In "So What? Who Cares?" the author uses two templates in one sentence, "When pressed, for instance, most academics will tell you that their lectures and articles matter...Yet many academics fail to identify...." The author uses this template to identify exactly who has an opposing opinion on this subject and how it is not accurate. Similarly, another move the author made was using questions to introduce objections to his own opinion informally, for example, "Isn't it obvious that everyone cares about such problems? Does it really need to be spelled out?" The use of asking questions-a reader might have-in writing, enables the author to clearly identify why it is important to follow their position. Finally, in "Murder! (Rhetorically Speaking)" by Janet Boyd, she uses a template to add an explanation about what she just wrote, "More importantly, you can now see that when I told you at the beginning that you are already in possession...I wasn't feeding you a bunch of bull." Boyd sums up her essay without using the unoriginal, In conclusion, a phrase that I very much still use. These three moves aren't phrases that I include in my writing, but should definitely be incorporated.

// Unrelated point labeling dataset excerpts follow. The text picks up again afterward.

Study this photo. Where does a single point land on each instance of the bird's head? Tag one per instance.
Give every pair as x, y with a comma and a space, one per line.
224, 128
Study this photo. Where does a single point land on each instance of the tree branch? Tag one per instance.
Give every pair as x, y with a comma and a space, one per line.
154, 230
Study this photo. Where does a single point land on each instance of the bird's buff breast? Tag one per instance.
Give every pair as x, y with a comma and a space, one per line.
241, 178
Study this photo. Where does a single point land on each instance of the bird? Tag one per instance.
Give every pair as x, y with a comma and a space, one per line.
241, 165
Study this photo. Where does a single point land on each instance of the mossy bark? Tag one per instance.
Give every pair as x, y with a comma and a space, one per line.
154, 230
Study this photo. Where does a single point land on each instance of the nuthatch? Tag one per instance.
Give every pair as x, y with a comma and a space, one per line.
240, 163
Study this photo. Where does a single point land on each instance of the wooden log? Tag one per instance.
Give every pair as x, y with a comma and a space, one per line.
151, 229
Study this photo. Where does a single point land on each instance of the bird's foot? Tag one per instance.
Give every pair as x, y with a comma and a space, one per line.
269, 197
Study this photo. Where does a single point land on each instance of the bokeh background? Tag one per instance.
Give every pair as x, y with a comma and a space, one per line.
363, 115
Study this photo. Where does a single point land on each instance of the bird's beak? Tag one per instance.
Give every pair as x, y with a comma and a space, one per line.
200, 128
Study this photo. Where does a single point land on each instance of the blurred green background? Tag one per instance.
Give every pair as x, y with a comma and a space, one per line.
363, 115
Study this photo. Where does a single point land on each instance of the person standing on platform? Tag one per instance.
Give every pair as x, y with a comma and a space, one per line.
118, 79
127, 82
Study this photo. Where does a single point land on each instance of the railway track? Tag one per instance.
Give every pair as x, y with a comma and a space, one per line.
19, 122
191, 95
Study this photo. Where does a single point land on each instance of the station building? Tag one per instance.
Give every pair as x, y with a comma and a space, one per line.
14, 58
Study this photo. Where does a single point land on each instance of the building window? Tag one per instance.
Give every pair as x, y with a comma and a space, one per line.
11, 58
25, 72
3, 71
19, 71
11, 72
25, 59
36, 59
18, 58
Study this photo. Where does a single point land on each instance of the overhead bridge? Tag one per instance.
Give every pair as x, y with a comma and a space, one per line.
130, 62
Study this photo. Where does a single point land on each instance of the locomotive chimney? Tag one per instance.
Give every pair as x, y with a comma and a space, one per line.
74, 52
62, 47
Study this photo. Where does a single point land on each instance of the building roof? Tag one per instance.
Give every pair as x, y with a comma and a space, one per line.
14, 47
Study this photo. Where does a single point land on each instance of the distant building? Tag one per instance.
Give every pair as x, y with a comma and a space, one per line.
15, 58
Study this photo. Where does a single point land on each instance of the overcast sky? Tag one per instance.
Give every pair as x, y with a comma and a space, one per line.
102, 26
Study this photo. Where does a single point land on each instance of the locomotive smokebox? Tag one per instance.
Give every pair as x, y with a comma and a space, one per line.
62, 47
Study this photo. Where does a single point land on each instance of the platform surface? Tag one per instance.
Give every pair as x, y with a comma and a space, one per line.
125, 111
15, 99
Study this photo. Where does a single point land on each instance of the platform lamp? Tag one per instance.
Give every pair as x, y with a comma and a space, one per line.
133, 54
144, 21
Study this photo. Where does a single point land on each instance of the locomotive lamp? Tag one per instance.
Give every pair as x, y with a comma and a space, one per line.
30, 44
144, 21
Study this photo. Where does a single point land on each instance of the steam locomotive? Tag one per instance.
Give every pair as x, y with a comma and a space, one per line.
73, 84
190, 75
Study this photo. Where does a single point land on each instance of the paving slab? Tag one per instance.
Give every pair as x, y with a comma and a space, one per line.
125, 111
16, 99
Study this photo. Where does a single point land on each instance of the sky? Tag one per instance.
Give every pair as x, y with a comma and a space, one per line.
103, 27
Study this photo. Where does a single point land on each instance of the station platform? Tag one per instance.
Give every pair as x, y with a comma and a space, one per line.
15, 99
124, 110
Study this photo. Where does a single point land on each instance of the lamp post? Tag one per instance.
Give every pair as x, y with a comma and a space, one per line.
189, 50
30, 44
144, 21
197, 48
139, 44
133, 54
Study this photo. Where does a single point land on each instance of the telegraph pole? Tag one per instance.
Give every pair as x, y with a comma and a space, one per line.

These next moves are ones that I really felt strongly about, whether is was with dislike or appreciation. Right off the bat, Spaces for Writing has a very clear visual move, which I'm calling The Comic Book. The authors use a comic book format to allow their audience-college students-to understand concepts in an unusual format by not only reading a text but also seeing visual graphics. Even though, the visuals are helpful, they sort of distract from the text and are kind of excessive. Personally, the comic book format was more annoying than helpful, because all I wanted to do was look at the images and not read the bubbles. Kerry Dirk's "Navigating Genres" used moves that I loved. Dirk started off his essay with a joke, even though it wasn't necessarily the funniest joke I've heard, it caught my attention right away because it was unexpected in my usual college readings. His joke effectively hooked, me into the essay and made me wonder what his point was going to be. Then, Dirk wrote out a ransom letter scenario that was another really funny move. This scenario truly allowed me to understand his point of genres and conventions without being extremely academic and monotonous. Both of Dirk's moves were plainly successful because he knows his audience is going be young college students who are tired of reading dull essays and want to obtain information in entertaining ways. In "Backpacks vs. Briefcases: Steps toward Rhetorical Analysis," Laura Bolin Carroll starts off by telling the reader to imagine a scenario of the first day of class. Carroll's move is great in capturing my attention because I did experience that exact scenario and can easily relate. Her move is successful in gaining my interest and eagerly continuing to read the rest of her essay to learn the purpose of the scenario. I recognized both Dirk and Carroll's use of hooks as moves because in my personal writing my hooks are awful, and I deeply appreciate when other people include great hooks.  Finally, Anne Lamott's move is in the title of the chapter, "Shitty First Drafts." Lamott's move of using a curse word gives the reader an impression they will be reading something that isn't formal and can be relatable. She continues her writing by adding more examples that anyone who was ever written anything can connect to because they've experienced it.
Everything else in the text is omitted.